By Garret Pilachowski
Colonialism: defined as “control by one power over a dependent area or people.”[1]
Settler Colonialism: People from one nation go off to live in another country, where they not only build settlements, till the soil, and harvest natural resources, but also strive to replace the indigenous people already living there.[2]
Exploitation Colonialism: Does not require as many colonists to emigrate, and the native people could be allowed to stay where they were, especially if they could be pressed into service as workers. The main goal of exploitation colonialism was to exploit the weaker country’s natural resources and extract as much wealth as possible.2
Surrogate Colonialism: A colonial power encourages one ethnic group or groups from the colonized country itself to take over land previously controlled by another group.2
Internal Colonialism: In internal colonialism, the strongest part of a country might exploit other, less powerful regions or peoples. 2
Modern colonialism began in the 15th century, during what is also known as the Age of Discovery, and was practiced by empires such as Ancient Greece, Ancient, Rome, Ancient Egypt, and Phoenicia.1 In search for new trade routes for civilizations outside of Europe, Portugal had conquered and populated islands like Madeira and Cape Verde.
In 1942, Christopher Columbus began looking for a wester route to India and China.1 England, the Netherlands, France, and Germany quickly began their own empire building overseas, fighting Spain and Portugal for the right to lands they had already conquered.
Most countries managed to gain independence during the 18th and 19th century, beginning with the American Revolution in 1776, despite the growth of European colonies in the New World.
With territorial expansion of the US came dispossession of Native Americans, supported by policies that made white immigrants settler colonists.
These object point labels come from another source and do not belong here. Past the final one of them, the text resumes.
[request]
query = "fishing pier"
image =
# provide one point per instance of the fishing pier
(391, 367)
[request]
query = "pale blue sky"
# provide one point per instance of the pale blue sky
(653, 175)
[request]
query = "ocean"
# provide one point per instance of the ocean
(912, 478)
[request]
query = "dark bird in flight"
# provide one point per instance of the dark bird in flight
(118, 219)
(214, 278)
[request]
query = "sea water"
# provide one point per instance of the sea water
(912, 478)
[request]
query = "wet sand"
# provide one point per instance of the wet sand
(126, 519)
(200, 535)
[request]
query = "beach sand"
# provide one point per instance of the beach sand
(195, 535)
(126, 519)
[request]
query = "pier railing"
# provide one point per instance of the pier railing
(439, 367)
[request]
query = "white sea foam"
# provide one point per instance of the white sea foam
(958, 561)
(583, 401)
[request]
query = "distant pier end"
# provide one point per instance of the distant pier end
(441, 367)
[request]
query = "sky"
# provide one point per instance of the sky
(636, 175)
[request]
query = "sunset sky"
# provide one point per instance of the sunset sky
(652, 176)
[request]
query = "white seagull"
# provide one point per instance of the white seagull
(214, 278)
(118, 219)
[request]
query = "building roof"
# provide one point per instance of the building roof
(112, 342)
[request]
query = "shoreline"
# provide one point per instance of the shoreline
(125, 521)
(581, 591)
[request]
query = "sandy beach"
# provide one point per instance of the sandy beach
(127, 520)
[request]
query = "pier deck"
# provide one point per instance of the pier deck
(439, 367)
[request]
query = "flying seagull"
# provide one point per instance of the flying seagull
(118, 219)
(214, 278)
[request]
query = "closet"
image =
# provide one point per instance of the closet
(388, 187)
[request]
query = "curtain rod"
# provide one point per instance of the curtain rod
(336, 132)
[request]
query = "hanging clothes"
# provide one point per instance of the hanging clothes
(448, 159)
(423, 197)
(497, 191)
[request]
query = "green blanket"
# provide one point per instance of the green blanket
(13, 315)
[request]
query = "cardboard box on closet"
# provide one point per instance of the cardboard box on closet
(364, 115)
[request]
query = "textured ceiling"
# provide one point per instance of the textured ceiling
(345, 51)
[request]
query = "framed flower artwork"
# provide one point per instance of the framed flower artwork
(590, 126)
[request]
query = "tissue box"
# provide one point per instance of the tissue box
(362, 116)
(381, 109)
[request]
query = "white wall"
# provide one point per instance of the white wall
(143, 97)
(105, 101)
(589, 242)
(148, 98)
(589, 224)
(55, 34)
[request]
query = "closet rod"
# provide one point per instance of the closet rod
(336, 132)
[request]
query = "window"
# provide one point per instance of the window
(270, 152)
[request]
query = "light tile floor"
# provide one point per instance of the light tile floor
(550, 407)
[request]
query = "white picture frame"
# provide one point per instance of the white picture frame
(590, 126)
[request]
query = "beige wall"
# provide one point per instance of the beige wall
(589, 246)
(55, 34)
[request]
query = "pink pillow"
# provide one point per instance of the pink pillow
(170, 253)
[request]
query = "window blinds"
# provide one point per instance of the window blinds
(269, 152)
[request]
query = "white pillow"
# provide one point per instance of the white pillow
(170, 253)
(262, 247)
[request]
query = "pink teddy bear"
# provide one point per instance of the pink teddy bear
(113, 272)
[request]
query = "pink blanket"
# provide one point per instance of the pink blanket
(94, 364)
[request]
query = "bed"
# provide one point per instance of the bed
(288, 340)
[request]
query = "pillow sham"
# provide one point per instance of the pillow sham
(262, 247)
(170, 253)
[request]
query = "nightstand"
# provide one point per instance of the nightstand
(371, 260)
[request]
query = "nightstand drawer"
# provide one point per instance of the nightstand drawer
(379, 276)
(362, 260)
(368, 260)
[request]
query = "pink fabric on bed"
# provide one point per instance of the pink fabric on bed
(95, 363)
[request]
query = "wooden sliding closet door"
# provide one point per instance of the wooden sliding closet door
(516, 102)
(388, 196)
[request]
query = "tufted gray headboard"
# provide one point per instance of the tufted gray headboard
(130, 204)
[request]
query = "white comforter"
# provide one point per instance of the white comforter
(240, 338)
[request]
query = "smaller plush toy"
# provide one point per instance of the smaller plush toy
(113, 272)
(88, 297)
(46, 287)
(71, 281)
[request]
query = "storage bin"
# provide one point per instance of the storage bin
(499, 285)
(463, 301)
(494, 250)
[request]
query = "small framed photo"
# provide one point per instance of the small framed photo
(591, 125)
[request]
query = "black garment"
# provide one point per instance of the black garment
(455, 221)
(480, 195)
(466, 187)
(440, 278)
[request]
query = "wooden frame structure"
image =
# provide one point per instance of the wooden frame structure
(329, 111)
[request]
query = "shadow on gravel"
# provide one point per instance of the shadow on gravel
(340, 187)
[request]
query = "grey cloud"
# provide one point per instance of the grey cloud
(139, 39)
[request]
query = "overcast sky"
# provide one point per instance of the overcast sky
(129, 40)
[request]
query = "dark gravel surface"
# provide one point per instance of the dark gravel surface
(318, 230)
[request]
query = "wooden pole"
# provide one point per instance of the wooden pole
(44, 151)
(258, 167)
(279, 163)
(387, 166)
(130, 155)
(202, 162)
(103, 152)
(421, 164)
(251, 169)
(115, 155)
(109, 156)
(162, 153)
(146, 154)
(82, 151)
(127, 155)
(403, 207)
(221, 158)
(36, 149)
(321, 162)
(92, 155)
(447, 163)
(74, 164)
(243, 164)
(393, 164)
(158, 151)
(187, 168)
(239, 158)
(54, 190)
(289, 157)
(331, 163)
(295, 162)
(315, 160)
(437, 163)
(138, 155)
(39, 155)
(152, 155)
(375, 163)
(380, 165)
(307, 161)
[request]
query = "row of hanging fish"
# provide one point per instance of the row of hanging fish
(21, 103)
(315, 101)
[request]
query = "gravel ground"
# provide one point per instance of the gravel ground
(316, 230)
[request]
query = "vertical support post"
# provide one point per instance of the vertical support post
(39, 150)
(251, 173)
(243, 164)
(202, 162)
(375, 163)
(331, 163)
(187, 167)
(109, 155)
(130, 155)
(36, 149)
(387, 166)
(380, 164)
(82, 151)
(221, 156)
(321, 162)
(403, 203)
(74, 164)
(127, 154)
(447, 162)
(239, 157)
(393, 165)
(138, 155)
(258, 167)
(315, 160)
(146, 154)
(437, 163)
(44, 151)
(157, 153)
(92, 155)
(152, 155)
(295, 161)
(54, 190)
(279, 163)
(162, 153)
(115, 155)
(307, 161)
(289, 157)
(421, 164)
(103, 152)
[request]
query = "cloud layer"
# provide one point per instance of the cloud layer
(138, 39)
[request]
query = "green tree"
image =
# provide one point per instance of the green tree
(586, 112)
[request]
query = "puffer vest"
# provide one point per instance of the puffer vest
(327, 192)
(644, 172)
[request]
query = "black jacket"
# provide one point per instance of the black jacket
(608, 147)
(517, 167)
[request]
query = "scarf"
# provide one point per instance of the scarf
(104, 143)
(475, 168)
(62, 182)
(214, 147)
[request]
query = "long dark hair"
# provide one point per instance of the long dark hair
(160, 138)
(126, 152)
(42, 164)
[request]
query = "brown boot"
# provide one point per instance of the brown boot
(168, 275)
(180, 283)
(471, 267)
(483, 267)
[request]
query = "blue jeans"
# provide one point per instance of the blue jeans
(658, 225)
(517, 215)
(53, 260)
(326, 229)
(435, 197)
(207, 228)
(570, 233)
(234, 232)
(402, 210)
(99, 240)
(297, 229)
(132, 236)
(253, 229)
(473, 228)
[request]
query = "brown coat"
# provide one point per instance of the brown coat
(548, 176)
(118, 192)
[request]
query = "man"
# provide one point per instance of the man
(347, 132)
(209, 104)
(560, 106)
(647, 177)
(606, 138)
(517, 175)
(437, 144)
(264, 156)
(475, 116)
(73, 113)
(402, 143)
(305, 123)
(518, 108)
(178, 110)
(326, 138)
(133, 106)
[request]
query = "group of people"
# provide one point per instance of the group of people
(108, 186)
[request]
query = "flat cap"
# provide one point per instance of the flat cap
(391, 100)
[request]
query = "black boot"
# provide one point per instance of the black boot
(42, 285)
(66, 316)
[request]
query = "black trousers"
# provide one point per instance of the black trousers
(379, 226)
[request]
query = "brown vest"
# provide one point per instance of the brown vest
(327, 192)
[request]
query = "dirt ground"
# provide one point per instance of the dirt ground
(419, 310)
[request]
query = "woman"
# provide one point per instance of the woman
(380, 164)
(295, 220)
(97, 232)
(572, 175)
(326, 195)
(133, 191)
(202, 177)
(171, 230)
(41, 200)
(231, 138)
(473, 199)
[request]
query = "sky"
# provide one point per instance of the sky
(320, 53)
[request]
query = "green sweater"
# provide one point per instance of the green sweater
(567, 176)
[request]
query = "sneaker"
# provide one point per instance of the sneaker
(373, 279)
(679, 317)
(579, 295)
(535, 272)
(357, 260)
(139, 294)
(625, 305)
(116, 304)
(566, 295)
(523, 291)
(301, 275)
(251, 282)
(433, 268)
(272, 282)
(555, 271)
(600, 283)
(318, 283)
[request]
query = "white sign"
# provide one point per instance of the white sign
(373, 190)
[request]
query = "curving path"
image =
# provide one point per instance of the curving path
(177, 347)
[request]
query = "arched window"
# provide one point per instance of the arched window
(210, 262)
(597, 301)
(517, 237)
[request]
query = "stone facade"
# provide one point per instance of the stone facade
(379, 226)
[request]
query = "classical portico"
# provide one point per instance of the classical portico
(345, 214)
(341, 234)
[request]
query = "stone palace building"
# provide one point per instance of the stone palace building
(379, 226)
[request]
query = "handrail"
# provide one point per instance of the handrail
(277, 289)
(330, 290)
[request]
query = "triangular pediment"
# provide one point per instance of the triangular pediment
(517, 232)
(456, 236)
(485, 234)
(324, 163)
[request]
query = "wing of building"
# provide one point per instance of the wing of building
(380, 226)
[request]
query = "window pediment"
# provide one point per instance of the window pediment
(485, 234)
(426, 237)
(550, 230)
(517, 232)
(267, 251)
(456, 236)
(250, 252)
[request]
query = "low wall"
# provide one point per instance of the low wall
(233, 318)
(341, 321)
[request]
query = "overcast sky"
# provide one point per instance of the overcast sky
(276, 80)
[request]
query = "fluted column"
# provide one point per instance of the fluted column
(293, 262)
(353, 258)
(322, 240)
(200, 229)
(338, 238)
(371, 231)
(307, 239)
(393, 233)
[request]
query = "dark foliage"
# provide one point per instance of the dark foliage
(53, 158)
On Indian reservations, the federal government encouraged land-taking by allotting land to Indians and making land available to homesteaders, many of them recent immigrants[1]
Immigrants are rarely part of account of Indian experiences, whether they are tribal histories or interpretation of relation with colonists.3 When immigrant enter in the picture, they are most often lumped together as “white settlers”.
American Indian, immigration, and ethnic history are all fields that grew out of the movement toward “history from below” which are, to some extent, marginalized and often seen as subfields of social history.3
The separation of indigenous and immigrant histories in the American Midwest is detrimental to an understanding of the processes of migration, ethnicity, and colonialism. The separation of American Indian and immigrant histories depends on their relation to the dominant construction of national history and on the fictive notion that indigenous Americans and newcomers inhabited different times and different places.3
Such detrimental separation of indigenous and immigrant histories (during the exploitation of colonialism), denies the entanglements that are and always have been between people, whether they or their descendants wish to see it or not. It conceals and confounds any understanding of the power imbalance and the consequences of the process of massive transfer of land from American Indians to settlers, it ignores the significance of hybrid lives and culture, and it produces histories that confirm conventional national narratives of exceptionalism and progress, in America as well as in the Nordic countries.3
[1] Blakemore, Erin. “What Is Colonialism?” Colonialism facts and information, June 14, 2019. https://www.nationalgeographic.com/culture/topics/reference/colonialism/#close.
[2] Kiger, Patrick J. “How Colonialism Works.” HowStuffWorks. HowStuffWorks, January 24, 2018. https://people.howstuffworks.com/culture-traditions/world-history/colonialism1.htm.
[3] Fur, Gunlög. “Indians and Immigrants- Entangled Histories.” Journal of American Ethnic History 33, no. 3 (2014): 55-76. Accessed March 16, 2020. doi:10.5406/jamerethnhist.33.3.0055.